And for those brief walks between venues, misting stations and water handouts are plentiful.
Spring training on the lawn in the desert this isn’t. A summer afternoon at an open-air ballpark in Arizona is just out of the question.
But forecasters are not predicting a repeat of the record-breaking 118-degree temperature posted in Phoenix on July 2. Instead, the National Weather Service expects a more normal (for Phoenix) 106 degrees when the first pitch is thrown Tuesday.
“Thank goodness! Not to say anything, but 105, even though I know that sometimes you feel it is humid, your 105 humid in the desert is very different than 90 in the Northeast and humid,” said Marla Miller, MLB’s senior vice president for special events. “It’s actually more comfortable.”
The only major outdoor event is the parade featuring the All-Stars, who will ride in pickup trucks and convertibles at noon Tuesday along a route cut to three-tenths of a mile. No sweat here.
Those lining the route might perspire a little, but again, there will be cooling stations and free water aplenty.
Public health officials say the biggest danger for summer visitors isn’t necessarily hanging around downtown, where air-conditioned spaces abound. It’s folks who think they can exercise as usual outside during the hottest month of the year.
Diamondbacks President Derrick Hall acknowledged that the heat is his biggest challenge and concern. But he said the team and the city are prepared.
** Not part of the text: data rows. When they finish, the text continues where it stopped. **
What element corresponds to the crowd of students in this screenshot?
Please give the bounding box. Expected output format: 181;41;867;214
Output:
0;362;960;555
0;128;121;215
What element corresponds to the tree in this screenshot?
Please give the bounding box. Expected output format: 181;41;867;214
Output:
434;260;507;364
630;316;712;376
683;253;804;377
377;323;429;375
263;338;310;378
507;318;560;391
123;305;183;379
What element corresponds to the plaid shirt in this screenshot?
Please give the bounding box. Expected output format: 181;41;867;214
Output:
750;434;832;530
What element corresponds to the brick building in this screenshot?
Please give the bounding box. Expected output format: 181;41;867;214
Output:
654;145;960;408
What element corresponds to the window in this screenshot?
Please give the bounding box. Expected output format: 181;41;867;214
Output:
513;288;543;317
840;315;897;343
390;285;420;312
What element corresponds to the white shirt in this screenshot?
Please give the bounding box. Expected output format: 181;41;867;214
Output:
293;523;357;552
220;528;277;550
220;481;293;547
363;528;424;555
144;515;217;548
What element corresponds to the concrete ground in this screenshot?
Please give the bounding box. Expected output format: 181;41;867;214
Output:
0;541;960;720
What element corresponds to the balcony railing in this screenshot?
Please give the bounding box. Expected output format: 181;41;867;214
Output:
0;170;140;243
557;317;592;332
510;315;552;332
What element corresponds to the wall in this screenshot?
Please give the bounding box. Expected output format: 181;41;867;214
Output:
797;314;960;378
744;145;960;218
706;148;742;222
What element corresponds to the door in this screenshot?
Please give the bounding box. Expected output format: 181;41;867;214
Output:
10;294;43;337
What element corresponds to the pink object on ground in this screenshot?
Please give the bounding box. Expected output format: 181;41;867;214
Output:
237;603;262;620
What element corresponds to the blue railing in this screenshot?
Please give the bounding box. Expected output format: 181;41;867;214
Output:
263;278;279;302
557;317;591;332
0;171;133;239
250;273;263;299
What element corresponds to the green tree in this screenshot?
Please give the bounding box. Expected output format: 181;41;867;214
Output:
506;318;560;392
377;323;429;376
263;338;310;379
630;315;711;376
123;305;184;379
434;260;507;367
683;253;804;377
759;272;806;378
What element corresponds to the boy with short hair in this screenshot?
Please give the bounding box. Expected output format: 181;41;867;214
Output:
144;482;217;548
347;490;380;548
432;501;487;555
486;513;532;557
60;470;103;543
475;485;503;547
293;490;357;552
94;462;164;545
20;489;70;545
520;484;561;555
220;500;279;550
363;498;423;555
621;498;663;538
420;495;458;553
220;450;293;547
And he predicted that the game, Monday’s Home Run Derby and Sunday’s All-Star futures game will come off better for fans than in other cities.
“I’ve been to most of the All-Star games, and I can remember it being very hot in Philadelphia, in Atlanta, in Houston, really all the venues,” Hall said. “Here it’s going to be much different because it’s all indoors and all within close proximity.
“A different experience with the roof closed, but that’s part of our ballpark, that’s part of who we are.”